Between 1945 and the mid–1970s, England and most jurisdictions in the United States replaced the contributory negligence doctrine with a doctrine of “comparative negligence” by which a plaintiff's recovery against a single tortfeasor would be reduced to the extent that his or her own actions caused the injury for which he or she sought to recover from the defendant. Id. at 414–15 & n.16;  see also Black's Law Dictionary 341–42 (10th ed. 2014) (defining the “comparative-negligence doctrine” as “[t]he principle that reduces a plaintiff's recovery proportionally to the plaintiff's degree of fault in causing the damage, rather than barring recovery completely” and noting that most states have statutorily adopted the doctrine). Florida abandoned contributory negligence for comparative negligence in 1973. See Hoffman v. Jones, 280 So. 2d 431, 438 (Fla. 1973).

Cases involving two or more tortfeasors are more complicated and have spawned various rules in various jurisdictions at various times to address the “first principles.” Focusing on a desire to make the injured party whole, a doctrine of joint and several liability began to be widely applied in many contexts involving multiple tortfeasors. See generally, Gerald W. Boston, Apportionment of Harm in Tort Law:  A Proposed Restatement, 21 U. Dayton L. Rev. 267 (1996). Under this doctrine, a tortfeasor is held fully liable for all damages caused by all tortfeasors. This doctrine promotes the principle of making an injured party whole but usually results in a tortfeasor compensating the plaintiff for harm that the tortfeasor did not cause. See Agency for Health Care Admin. v. Associated Indus. of Fla., Inc., 678 So. 2d 1239, 1257 (Fla. 1996) (explaining that joint and several liability “allows a claimant to recover all damages from one of multiple defendants even though that defendant may be the least responsible defendant in the cause”).

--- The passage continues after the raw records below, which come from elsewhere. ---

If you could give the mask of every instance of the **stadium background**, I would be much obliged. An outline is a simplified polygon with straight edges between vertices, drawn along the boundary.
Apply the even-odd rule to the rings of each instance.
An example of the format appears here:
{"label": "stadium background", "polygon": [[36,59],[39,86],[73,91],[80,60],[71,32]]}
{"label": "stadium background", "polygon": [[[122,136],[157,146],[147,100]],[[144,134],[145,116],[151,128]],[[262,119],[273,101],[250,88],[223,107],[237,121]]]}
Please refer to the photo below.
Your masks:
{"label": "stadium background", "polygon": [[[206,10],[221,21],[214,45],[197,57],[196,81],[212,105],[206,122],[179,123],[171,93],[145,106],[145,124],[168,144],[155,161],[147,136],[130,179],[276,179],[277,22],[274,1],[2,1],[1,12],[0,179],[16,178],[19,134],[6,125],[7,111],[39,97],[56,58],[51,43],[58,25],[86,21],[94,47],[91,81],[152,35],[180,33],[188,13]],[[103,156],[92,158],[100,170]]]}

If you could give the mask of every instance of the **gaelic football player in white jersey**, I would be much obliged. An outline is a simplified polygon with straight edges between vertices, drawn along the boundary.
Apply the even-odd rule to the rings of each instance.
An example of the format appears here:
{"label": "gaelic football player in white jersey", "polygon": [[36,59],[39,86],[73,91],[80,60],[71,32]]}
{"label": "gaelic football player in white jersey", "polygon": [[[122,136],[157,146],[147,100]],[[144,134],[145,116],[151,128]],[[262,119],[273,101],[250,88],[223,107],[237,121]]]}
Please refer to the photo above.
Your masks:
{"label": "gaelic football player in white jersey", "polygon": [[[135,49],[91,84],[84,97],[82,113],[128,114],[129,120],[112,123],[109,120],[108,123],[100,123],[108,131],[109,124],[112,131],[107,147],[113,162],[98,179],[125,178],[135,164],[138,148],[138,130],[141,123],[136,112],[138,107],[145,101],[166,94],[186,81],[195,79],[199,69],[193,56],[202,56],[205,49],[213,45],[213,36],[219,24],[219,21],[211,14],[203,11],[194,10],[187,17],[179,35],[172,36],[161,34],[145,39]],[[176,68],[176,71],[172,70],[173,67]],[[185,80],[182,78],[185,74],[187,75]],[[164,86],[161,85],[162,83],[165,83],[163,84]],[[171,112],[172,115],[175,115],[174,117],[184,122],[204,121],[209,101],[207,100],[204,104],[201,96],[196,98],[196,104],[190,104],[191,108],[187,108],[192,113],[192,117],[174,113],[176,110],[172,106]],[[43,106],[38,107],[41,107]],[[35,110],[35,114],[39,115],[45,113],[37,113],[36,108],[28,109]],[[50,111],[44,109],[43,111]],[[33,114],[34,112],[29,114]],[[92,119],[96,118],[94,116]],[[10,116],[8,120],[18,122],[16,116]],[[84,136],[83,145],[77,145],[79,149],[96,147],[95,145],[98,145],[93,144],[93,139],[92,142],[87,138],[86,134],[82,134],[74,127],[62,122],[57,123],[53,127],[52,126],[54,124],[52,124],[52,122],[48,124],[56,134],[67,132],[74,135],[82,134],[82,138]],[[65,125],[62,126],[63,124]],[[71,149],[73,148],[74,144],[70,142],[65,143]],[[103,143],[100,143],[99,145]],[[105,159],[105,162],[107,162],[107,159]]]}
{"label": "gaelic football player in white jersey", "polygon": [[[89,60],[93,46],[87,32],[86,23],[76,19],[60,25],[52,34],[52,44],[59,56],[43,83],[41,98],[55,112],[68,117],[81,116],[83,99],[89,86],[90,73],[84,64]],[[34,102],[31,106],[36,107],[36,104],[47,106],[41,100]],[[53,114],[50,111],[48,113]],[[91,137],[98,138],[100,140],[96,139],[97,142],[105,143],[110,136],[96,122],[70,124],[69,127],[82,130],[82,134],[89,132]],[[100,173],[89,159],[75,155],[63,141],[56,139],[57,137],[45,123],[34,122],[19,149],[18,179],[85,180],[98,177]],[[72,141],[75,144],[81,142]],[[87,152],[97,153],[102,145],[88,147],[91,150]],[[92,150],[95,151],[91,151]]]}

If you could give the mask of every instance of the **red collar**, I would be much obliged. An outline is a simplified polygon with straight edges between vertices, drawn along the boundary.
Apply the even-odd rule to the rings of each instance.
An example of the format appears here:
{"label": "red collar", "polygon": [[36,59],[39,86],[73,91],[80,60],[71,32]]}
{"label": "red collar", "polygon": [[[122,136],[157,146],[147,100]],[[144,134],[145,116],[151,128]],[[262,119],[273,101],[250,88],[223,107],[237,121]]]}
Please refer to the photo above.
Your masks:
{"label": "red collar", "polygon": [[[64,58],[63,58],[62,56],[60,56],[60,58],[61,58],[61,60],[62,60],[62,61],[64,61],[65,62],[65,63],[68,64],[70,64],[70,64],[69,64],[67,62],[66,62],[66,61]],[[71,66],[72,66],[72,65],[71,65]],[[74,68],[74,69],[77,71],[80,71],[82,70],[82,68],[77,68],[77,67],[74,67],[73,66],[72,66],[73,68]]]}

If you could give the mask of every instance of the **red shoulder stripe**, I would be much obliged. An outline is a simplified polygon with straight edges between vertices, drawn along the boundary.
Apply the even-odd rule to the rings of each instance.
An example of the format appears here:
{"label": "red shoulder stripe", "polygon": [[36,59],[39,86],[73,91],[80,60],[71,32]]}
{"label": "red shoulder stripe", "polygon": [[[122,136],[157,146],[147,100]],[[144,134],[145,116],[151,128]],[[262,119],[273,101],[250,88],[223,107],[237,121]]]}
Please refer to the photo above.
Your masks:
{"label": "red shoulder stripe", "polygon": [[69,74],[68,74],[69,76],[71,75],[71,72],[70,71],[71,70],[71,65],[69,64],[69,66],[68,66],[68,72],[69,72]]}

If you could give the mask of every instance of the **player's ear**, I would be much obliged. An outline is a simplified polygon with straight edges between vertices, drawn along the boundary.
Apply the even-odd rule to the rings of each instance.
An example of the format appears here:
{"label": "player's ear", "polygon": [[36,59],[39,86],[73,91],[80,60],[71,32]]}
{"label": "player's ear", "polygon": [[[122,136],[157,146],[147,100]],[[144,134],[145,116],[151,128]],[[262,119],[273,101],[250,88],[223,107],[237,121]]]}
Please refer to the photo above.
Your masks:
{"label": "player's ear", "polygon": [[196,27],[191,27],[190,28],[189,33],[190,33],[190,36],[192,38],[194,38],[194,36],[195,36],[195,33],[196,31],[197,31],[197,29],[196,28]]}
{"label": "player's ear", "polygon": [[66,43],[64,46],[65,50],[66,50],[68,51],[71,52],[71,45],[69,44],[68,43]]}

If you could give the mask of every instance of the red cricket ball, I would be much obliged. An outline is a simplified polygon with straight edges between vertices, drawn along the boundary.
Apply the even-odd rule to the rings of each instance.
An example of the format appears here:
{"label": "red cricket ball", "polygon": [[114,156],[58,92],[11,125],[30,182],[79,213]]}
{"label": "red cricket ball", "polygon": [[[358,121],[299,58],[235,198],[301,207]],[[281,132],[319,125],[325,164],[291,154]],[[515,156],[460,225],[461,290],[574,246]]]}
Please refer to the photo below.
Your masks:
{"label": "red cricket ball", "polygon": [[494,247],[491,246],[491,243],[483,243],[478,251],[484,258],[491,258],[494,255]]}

While some jurisdictions applied joint and several liability, other jurisdictions applied comparative negligence principles to the multiple-tortfeasor problem. See Boston, supra, at 291. And, ultimately, almost all jurisdictions ended up selecting comparative negligence principles over joint and several liability as the fairest system overall, in most cases. See, e.g., 86 C.J.S. Torts § 96 (June 2017 Update) (“Where the tortfeasors have not acted in concert and have caused separate and distinct harms or injuries, each tortfeasor is only severally liable for the damage caused by its own tortious conduct.”). Now, in most cases, “an injury caused by two or more persons should be apportioned according to their respective shares of comparative responsibility.” Restatement (Third) of Torts:  Apportionment Liab. § 26 cmt. a. (2000). In Florida, these general principles were codified in statute when the Legislature adopted the “Uniform Contribution Among Tortfeasors Act” in 1975. See ch. 75–108, Laws of Fla. (creating § 768.31, Fla. Stat. (1975)).4

The law in Florida also appears to have developed to address the competing efficiency and plaintiff's choice concerns in a fair way. A plaintiff can join all tortfeasors in one action (assuming that the tortfeasor can be found and a Florida court has personal jurisdiction over the party). See Fla. R. Civ. P. 1.210. And, if a plaintiff has no desire to sue a tortfeasor, the other defendant tortfeasors can still have the absent tortfeasor included on the verdict form so that each defendant is held responsible only for the harm attributable to its conduct. See Fabre v. Marin, 623 So. 2d 1182, 1185–87 (Fla. 1993), receded from on other grounds by Wells v. Tallahassee Mem'l Reg'l Med. Ctr., 659 So. 2d 249 (Fla. 1995).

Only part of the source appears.